Ni yo. Me he quedado ensimismado mirando el paisaje que cabe por la ventana, permitiendo que el mecánico velo de brisa embote más y más mi capacidad perceptiva. En mi cabeza, comenzamos a ascender en espiral, Pangur y yo, y en el trayecto se nos van sumando más y más españoles coreando con generosidad conmovedora distintas y hasta contradictorias consignas patrias; desde el hombre de Atapuerca (que tiene un parecido a Luis Aragonés) hasta una mileurista con aparato en los dientes… Ahora estamos todos reunidos en una inmensa y verde pradera cuyo final no alcanzamos a ver en ninguna dirección. Uno pregunta que si es un campo de fútbol, otro que si es suelo urbanizable y, otro, que a qué hora sale el santo y, otro más, vestido con pantalones cortos, que si ha ganado Nadal, y otro que en qué dirección está la playa.
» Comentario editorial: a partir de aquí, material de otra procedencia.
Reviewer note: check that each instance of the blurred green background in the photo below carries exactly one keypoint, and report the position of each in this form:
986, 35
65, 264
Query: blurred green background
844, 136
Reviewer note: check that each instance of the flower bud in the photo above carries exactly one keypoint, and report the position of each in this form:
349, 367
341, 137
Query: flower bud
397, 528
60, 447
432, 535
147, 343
– Hay una playa en todas direcciones, respondo por inercia.
– Aquí no hay árboles, me hace notar Pangur.
– Y hace frío, ¿no?
¿Ha sido eso un trueno? Las hojas del periódico vuelan sobre la hierba como los yuyos sobre el suburbio de un tango y Pangur olfatea la redondez del futuro, que trae un deje de tierra húmeda y un regusto a pasado. Ha empezado a soplar un viento oscuro. La voz de Raquel, que acaba de salir de su siesta y de su ducha, ha sonado a pelotazo en la cepa del poste.
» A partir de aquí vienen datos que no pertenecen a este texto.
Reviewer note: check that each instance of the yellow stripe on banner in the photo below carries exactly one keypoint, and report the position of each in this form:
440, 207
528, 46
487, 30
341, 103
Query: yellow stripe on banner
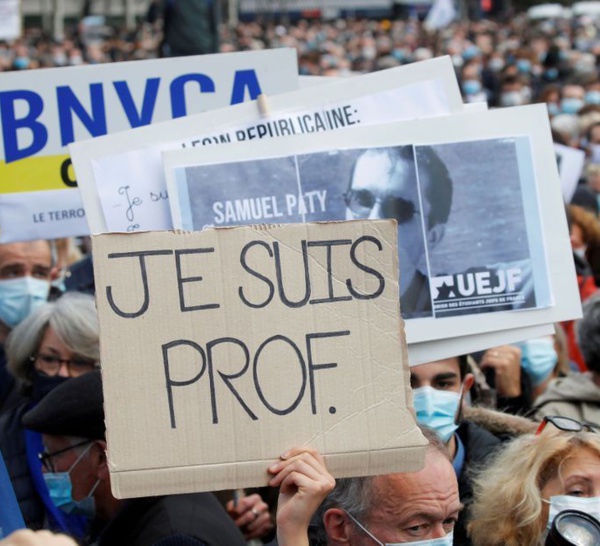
36, 174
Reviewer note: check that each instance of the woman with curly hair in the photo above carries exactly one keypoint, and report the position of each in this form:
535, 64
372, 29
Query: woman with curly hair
531, 480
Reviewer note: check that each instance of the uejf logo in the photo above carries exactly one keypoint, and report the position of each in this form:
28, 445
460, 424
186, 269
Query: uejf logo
477, 289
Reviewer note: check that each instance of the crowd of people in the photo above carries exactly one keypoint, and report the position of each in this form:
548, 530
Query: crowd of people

– Arriba perezoso, que nos vamos de vinos a Ponferrada.
– Eso está muy lejos, digo algo amodorrado todavía.
– ¡Qué va a estar lejos, cielo, si se ve desde aquí!
No hacemos más que salir al jardín cuando algo me golpea con fuerza la coronilla y cae al suelo. Pienso que es una rama traída por el viento.
– ¿Qué ha sido eso?
Raquel se hace a un lado y, mientras me agacho a recoger el objeto, mira hacia arriba, a la luna creciente, que sigue allí.
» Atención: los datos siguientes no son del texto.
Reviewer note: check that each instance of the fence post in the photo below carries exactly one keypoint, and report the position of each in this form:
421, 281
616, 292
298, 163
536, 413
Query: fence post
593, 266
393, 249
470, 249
– ¡Es un boomerang!, exclamo rascándome la cabeza y sin terminar de creérmelo.
– Pues sí, yo diría que es un boomerang, confirma Raquel. – ¿Te ha dolido?
– ¿Puedo quedármelo, puedo quedármelo?
– Para ti para siempre. Y no hagas el gamberro mientras estamos fuera.
Pangur ha cogido su nuevo juguete y se ha metido con él en la bodega. Raquel me mira entre perpleja y expectante; pero no pienso decir ni una palabra. La amenaza de lluvia ha sido sólo eso, pero ha refrescado el ambiente, y ha encogido la tarde que ya muestra alguna que otra estrella. En el coche escuchamos a los Squirrel Nuts Zippers, una deliciosa banda de swing inclasificable; pero que te invita con determinación al mundo real, quiero decir: a «este» mundo real transparente, redondo y urbanizable al que todo vuelve.